How to Adapt This Project to Other Domains
The structure demonstrated in the major purchase example is not domain-specific. What changes from one use case to another is content, not method. The same project architecture can be reused wherever AI is asked to support decisions, analysis, or long-horizon thinking—provided the roles of authority, evidence, and judgment remain explicit.
Adaptation begins by identifying what kind of problem is being solved, not by changing the file structure.
Step 1: Identify the Decision Type
Before adapting the project, classify the problem:
Decision support (choosing among options with consequences)
Analytical evaluation (assessing claims, risks, or scenarios)
Exploratory inquiry (understanding a complex or unfamiliar domain)
The project structure remains the same, but the required level of rigor, sourcing, and confidence expectations scale with consequence.
If the outcome could plausibly be defended or challenged later, treat it as decision-grade.
Step 2: Rewrite the Objective, Not the Files
Do not invent new file types prematurely.
Instead, rewrite:
the Objective & Decision Definition, and
the Constraints and Non-Goals.
If these are well-formed, the remaining files—assumptions log, facts vs inference, audit, and decision summary—transfer cleanly.
If adaptation requires changing the file structure, the objective is likely under-specified.
Step 3: Redefine What Counts as a “Fact”
Different domains impose different standards of evidence.
For example:
In financial planning, facts may be regulatory rules, historical rates, or account terms.
In health-adjacent decisions, facts may be consensus guidelines or well-documented studies.
In governance or policy analysis, facts may include statutes, official records, or procedural rules.
The separation between fact, inference, and speculation remains invariant.
Only the evidentiary bar changes.
Step 4: Adjust the Assumptions Log, Not the Analysis Tone
Every domain has its own default assumptions. These should be surfaced, not absorbed.
Examples:
Career decisions often smuggle in assumptions about fulfillment or growth.
Financial decisions often assume rational markets or stable conditions.
Governance decisions often assume good faith or procedural compliance.
Do not soften the method to accommodate these assumptions. Log them, challenge them, and accept or reject them explicitly.
The tone of analysis should remain neutral and inspectable.
Step 5: Recalibrate Confidence Expectations
Confidence must scale with uncertainty and irreversibility.
High-reversibility domains tolerate lower rigor and lower confidence penalties.
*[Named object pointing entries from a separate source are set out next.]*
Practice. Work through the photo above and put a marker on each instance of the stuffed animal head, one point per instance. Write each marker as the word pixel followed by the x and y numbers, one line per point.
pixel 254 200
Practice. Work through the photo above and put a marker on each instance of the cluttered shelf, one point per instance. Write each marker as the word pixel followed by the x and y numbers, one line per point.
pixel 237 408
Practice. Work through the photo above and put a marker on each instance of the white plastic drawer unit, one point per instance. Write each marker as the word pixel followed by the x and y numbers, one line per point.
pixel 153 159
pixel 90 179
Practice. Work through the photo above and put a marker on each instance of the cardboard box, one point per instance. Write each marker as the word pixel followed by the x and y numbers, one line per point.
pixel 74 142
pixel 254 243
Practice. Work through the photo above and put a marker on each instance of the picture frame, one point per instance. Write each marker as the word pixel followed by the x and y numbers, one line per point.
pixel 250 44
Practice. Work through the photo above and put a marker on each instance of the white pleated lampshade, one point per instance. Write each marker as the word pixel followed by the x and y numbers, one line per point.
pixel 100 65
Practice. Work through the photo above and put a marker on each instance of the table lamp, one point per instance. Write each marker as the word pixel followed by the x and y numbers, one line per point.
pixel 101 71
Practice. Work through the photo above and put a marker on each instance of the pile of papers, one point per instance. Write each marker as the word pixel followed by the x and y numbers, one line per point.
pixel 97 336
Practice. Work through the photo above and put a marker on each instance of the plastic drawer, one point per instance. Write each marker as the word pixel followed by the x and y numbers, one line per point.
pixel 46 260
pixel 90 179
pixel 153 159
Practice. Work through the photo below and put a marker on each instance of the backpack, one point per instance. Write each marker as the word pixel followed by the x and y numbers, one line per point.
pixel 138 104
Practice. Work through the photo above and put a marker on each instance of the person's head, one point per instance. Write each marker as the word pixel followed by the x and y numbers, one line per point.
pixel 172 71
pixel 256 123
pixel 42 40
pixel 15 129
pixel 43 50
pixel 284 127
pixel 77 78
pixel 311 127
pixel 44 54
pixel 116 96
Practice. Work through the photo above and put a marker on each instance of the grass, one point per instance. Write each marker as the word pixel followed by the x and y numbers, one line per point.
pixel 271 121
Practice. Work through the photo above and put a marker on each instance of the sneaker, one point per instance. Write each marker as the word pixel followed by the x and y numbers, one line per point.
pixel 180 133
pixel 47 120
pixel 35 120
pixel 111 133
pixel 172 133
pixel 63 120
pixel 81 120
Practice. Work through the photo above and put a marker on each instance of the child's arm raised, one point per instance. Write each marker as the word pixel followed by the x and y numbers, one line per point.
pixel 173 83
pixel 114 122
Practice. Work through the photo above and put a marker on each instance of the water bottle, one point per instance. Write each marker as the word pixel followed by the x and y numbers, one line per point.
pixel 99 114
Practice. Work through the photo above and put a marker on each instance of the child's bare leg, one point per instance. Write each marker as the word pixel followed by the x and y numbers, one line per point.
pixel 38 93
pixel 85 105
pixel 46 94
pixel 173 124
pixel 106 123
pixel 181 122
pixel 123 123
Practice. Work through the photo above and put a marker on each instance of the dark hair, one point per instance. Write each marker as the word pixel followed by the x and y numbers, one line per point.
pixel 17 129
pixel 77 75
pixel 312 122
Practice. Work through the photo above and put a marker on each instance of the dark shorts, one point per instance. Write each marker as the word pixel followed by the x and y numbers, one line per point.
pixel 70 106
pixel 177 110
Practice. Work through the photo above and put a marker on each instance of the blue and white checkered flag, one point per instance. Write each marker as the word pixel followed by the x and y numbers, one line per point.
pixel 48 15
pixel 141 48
High-consequence or low-reversibility domains demand explicit uncertainty and conservative confidence assignment.
Do not force high confidence to satisfy closure pressure.
A defensible low-confidence decision is preferable to a confident but fragile one.
Step 6: Preserve the File Authority Rules
The authority vs. reference distinction applies in every domain.
Reference material—prior work, articles, expert opinions—must not silently become constraint. If it governs reasoning, it must be promoted explicitly into an authoritative file.
This rule prevents legacy thinking from masquerading as current judgment.
Examples of Direct Transfer
The same project structure can be used for:
choosing between job offers,
evaluating a financial strategy,
selecting a certification or education path,
assessing a policy proposal,
planning a major life change with multiple trade-offs.
In each case, only the content of the files changes.
The discipline does not.
Final Principle
Do not adapt the method to fit the domain.
Adapt the domain to fit the method.
If the structure feels burdensome, that is often a signal that the decision is under-defined or that uncertainty is being resisted rather than managed.
The project framework exists to make that resistance visible.